Last week, a video made the rounds showing what happened to a man who entered a restaurant, waved a gun around (later shown to be fake), and demanded people’s valuables. That’s a common enough occurrence nowadays, but this one went viral when one of the customers, recognizing that a criminal pointing a gun at others poses an imminent threat to life, shot the man…again and again and again.
Most people agree that the initial shots were righteous, but there’s debate about the last shot when it appeared that the threat the robber presented had been neutralized. However, we really don’t know whether the robber was still a threat. After all, we’ve all seen videos of bad guys absorbing round after round and still killing or wounding people. (E.g., here.) The law allows citizens to keep defending themselves as long as necessary.
Two more videos of citizens taking action have emerged. One is wonderfully amusing because it shows Guitar Center employees in Phoenix unceremoniously throwing out a would-be thief…
The second video shows people corralling a would-be purse snatcher. When he makes a break for freedom, a woman who had a gun trained on him shoots him in the back as he flees. Under the classic American standard, unless she can colorably claim that he still posed an imminent threat as he fled, she’s in trouble.
Don’t steal purses in Texas pic.twitter.com/avf1j6RlZM
— Jack Posobiec 🇺🇸 (@JackPosobiec)
Another example of what I call a Righteous Shoot™, to my way of thinking. But hey, maybe that’s just me. In practical terms, though, it really isn’t going to matter.

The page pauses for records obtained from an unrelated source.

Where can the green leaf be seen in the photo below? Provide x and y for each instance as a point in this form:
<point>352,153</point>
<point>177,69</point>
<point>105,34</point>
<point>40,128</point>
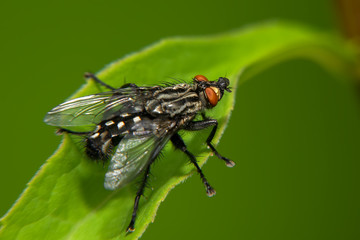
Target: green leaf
<point>66,198</point>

Regardless of the shot’s righteousness, this is another example of what happens when citizens feel they’re on their own. In Houston and El Paso, crime in Texas has run rampant, and the authorities are doing nothing to protect law-abiding citizens. So, again, citizens will protect themselves.
As they should, and in fact must. There is no innate moral obligation that requires decent, law-abiding people to docilely put up with being preyed upon indefinitely. That obligation is instead part of an unwritten, informal charter we used to call the social contract. And when the authorities once entrusted with its enforcement tacitly renege, it can be revoked. And it will be. Gonna be pretty tough on the Dindus, I’m afraid, but here as always the FAFO rules apply. When Normals realize that legal justice is no longer available to them, then street justice will be all they have left.